The city of Cleveland, Tenn., and its top police brass are denying the sex discrimination alleged in a federal lawsuit brought by a detective who was fired in September.
Through attorneys, the city and the defendant police officers state that Suzanne Jackson's lawsuit charging discrimination, negligence and intentional infliction of emotional distress has no merit and should be dismissed.
"My clients adamantly deny the allegations that are raised in the complaint," said attorney Benjamin Lauderback with the Knoxville firm Watson, Roach, Batson, Rowell and Lauderback, which is representing Police Chief Wes Snyder and four other officers -- Lt. Robert Harbison; Capt. David Bishop; Detective Lt. Mark Gibson and Lt. Dennis Maddux.
"They are veteran, career police officers with outstanding reputations," Lauderback said. "Anyone who wants to can file a lawsuit at any time and allege anything they want. That doesn't mean the allegations are true. We look forward to our day in court."
The response by the city and the officers was filed Monday in U.S. District Court in Chattanooga.
Jackson, a 19-year Cleveland Police Department veteran, was fired after she allegedly mishandled evidence in a criminal case. In January, she filed suit against the city and the officers.
Jackson's lawsuit claimed that male officers who had committed similar mistakes were not fired. It claimed she was discriminated against by male colleagues and superiors from the time she was promoted to detective in early 2008, and that the termination was actually retaliation for her filing two Equal Employment Opportunity Commission complaints earlier in the year.
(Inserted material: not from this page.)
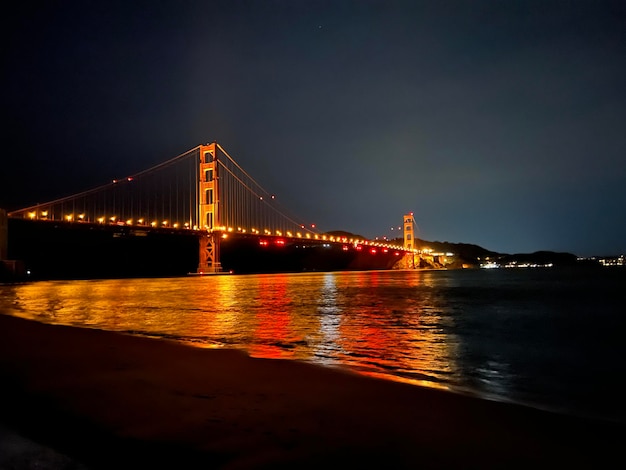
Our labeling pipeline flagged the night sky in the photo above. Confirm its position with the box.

Jackson is seeking damages for discrimination, retaliation, negligence, emotional distress, violations of the U.S. Civil Rights Act and the Tennessee Human Rights Act and more, plus back pay, restoration of benefits, punitive damages and attorney fees.
The 18-page response denied Jackson's claims that she was treated differently from male detectives, denied access to schools and training and harassed at work. It denied that the city or the defendant officers discriminated, retaliated or created a hostile work environment.
It states that any employment-related actions involving Jackson were "based on legitimate, nondiscriminatory grounds," and that the defendants are entitled to immunity under Tennessee law.
A separate answer filed by Ronald D. Wells of Robinson, Smith and Wells in Chattanooga on behalf of the city of Cleveland, states that any actions related to Jackson's employment at the police department, including firing, "were a result of the plaintiff's own actions and inactions." It "denies that any actions or inactions on its part have in any way violated" Jackson's rights under federal or state law, or that the city discriminated against, harassed or retaliated against her.
Jackson's attorney, Stuart James of Chattanooga, said he is studying the responses and is pleased the defendants responded comprehensively rather than with a simple motion to dismiss the case.
"We're looking forward to discovery," he said, referring to the process of assembling evidence in the case.